Wall Street’s money grab is crippling America and our children’s future and ill-conceived trade deals by the power elite are accelerating the downward trend. There is no better way to understand the real threat of declining Capacity Utilization rates than this excerpt from a piece by Andy Harshaw posted at the web site of the steel manufacturer, ArcelorMittal, on June 23, 2015:
“High levels of capacity utilization are hallmarks of successful steel companies. In order to optimize our assets, ArcelorMittal USA must find ways to achieve higher levels of capacity utilization with no loss of total production or market share.
“Record levels of steel imports – up 70 percent for flat carbon products alone since 2013 – have consumed typical market demand that domestic steelmakers like ArcelorMittal would normally serve. As a result of this and other market forces, many of our key assets are running at relatively low capacity utilization levels, and they have been for quite some time.
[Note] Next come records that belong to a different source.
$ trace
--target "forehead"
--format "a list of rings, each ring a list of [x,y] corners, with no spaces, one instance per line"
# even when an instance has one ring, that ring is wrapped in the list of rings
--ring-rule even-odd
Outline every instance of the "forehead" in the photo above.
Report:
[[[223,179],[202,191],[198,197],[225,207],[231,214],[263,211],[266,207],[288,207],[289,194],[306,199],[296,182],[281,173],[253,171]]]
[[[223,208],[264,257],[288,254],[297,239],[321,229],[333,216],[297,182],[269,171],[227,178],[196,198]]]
“Let’s focus on one example, our hot strip mills (HSMs) in the U.S., which average only 70 percent utilization. This means that they aren’t producing roughly 30 percent of the time, even though we are paying the costs associated with operating and maintaining those assets as if they were operating 100 percent of the time. Each of the companies’ four largest HSMs in the U.S. requires an average of $39 million per year in repair and maintenance just to keep them operating. On the whole, our U.S. operations require more than $1 billion in repair and maintenance costs each year.
“It is not sustainable to operate multiple HSMs at low utilization rates when the same volume of steel could be produced by fewer HSMs at higher utilization rates…
“For our facilities to succeed there is no doubt we need a stronger U.S. market, where imports compete fairly rather than via unfair trade practices to gain market share. We also need the right set of assets that match the geographic reach of our customers, a skilled workforce that embraces the competitive forces at play in our industry while being cost conscious on all fronts. Companies that adapt to changing conditions will survive; those who refuse to change will continue to fill the coffers of the bankruptcy lawyers.”
Bankruptcy lawyers, Wall Street CEOs, and beneficiaries of Washington’s gold-plated revolving door are doing just fine in America. We need a President and a Congress that genuinely care about the rest of Americans.